Les oiseaux reprennent leur chant, et le bourdon, et l’avion, un moment tout se confond dans un jacassement. Soudain, plus rien. Une demi-seconde de silence. En apesanteur. Mais vite monte la clameur des voitures qui foncent sur la chaussée bordées de peupliers, loin d’ici mais le son monte et me percute. Une voiture, deux voitures, quatre voitures, et puis silence. La canne d’un promeneur tape l’asphalte, tac, tac, tac, peut-être est-il malvoyant, ou manque-t-il d’équilibre, ou elle car il se peut que ce soit une femme.

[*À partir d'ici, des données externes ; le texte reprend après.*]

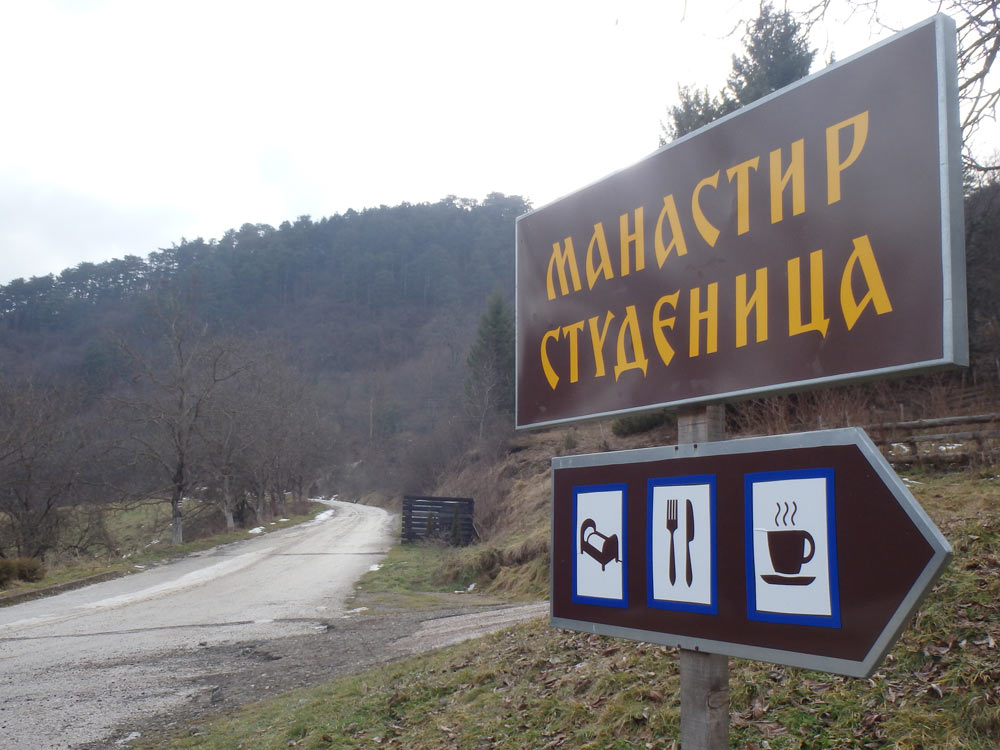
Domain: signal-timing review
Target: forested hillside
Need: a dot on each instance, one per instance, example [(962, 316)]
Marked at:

Certains bruits me manquent. Lorsque j’étais enfant, j’habitais tout près d’un lac un peu sauvage, bordé de saules qui trempaient leurs branches dans l’eau, aller retour, aller retour. Le mouvement provoquait un grincement qui faisait craindre à la chute de l’arbre. J’appréciais la légère tension et le plaisir mélangés.

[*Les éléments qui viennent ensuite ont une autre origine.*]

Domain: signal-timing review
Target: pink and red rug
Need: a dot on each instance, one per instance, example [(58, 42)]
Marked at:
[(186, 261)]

A cette époque, le son des beaux jours c’étaient les cris des grenouilles, des crapauds, des reinettes, en pleine crise d’amour fou, parfois profonds comme un rot, parfois aigus, une plainte, forte, douce, qui craquait et ça reprenait, ritournelle casse-oreilles. Les visites disaient toujours « mais comment vous supportez le bruit ». Moi, j’aimais bien la cacophonie, le chaos auditif. De manière générale, j’apprécie un peu de chaos.

Parfois, tout s’arrêtait, l'air s’épaississait, vide, creux, nous arrêtions de respirer une seconde, était-ce terminé, le temps des amours allait-il s’achever après cette dernière plainte, eh non, tout recommençait. Les craquements, les renvois bruyants, les ricanements, tous en même temps, et plus fort, et plus vite. Les bestioles laissaient dans les roseaux de longues traînées gluantes remplies de grains noirs qui donneraient des têtards, puis des crapauds, grenouilles, rainettes, alors l'été suivant, tout reprendrait, la bande sonore, les ploc dans l’eau, et les affreuses bestioles pleines de pustules, figées sur les escaliers menant à la maison que nous risquions d’écraser d’un pas aveugle.

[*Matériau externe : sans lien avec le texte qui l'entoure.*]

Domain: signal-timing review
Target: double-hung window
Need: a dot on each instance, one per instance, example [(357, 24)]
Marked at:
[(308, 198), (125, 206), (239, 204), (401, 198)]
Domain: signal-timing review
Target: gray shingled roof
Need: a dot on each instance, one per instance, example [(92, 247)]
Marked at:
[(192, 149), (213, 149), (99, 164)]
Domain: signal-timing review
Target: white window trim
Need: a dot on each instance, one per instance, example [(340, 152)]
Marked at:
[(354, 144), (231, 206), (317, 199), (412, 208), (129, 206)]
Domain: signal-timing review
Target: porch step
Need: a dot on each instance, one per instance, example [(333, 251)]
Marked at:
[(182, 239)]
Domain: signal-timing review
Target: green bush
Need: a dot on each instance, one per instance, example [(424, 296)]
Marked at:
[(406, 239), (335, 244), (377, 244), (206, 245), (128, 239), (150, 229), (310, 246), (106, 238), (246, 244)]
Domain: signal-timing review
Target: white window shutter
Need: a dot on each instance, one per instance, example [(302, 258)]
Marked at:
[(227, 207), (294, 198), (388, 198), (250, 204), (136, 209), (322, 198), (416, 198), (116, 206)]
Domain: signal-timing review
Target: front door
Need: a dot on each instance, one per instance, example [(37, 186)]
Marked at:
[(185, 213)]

Plus tard dans la saison, le son qui éclatait en fanfare à l’aube des dimanches d’été, c’était le concours de pêche. Des hommes s'installaient autour du lac, un bidon à leur droite, une canne à pêche dans la main, un coup à boire, un chapeau, un pliant pour accueillir leurs fesses. Il y avait des joutes, un type disait au micro « trois, deux, un, lancez les lignes », on sursautait, puis on distinguait le bruit léger de dizaines de hameçons percutant l’eau. Je me rendormais, mais le cri reprenait « sortez les lignes ». Il faisait jour, et tiède, je n’aimais pas me lever tôt, je râlais. Chez nous, le petit déjeuner se prenait à une heure humaine, 9h00 ou 9h30, dans l’odeur du café fraîchement moulu, des croissants, de la confiture fraises-groseilles cuite et mise en pots au chalet de la grand-mère.

Toute la famille convenait que oui, c’était pénible, ces annonces à six heures trente du matin, mais ceux qui dormaient côté est n’entendaient presque rien, ils minimisaient. « Oh ça te fait du bien de te lever tôt pour une fois ». Non, ça ne faisait pas de bien, je me levais à l'aube chaque jour d'école. Le dimanche, ce qui faisait du bien, c’était de sommeiller, s’éveiller à demi, tendre l’oreille, remuer le museau pour flairer le parfum des viennoiseries, vanille, sucre croustillant, se dire qu’on pouvait bien attendre encore un peu, qu'ils appelleraient quand ce sera prêt, alors je fermais les yeux, dans les rais de soleil passant les stores.

Ma chambre donnait à l’ouest, je voulais qu’on me plaigne, qu’on m’autorise à remonter me coucher, je brûlais de m’étendre dans le lit, m’enrouler dans les draps toute la journée, et n’entendre, fenêtres ouvertes, que le glissement d’un bateau, l’atterrissage souple d’un canard, le pépiement des poules d’eau. Des songes.


Sursaut. Gros son brinquebalant, c’est un camion qui passe, l’habitacle presque à hauteur de la terrasse, le chien hurle contre son ennemi, le fourgon rouge. La pause est terminée.

 

Je rentre pour boire et écrire, ce qui est la même chose en somme.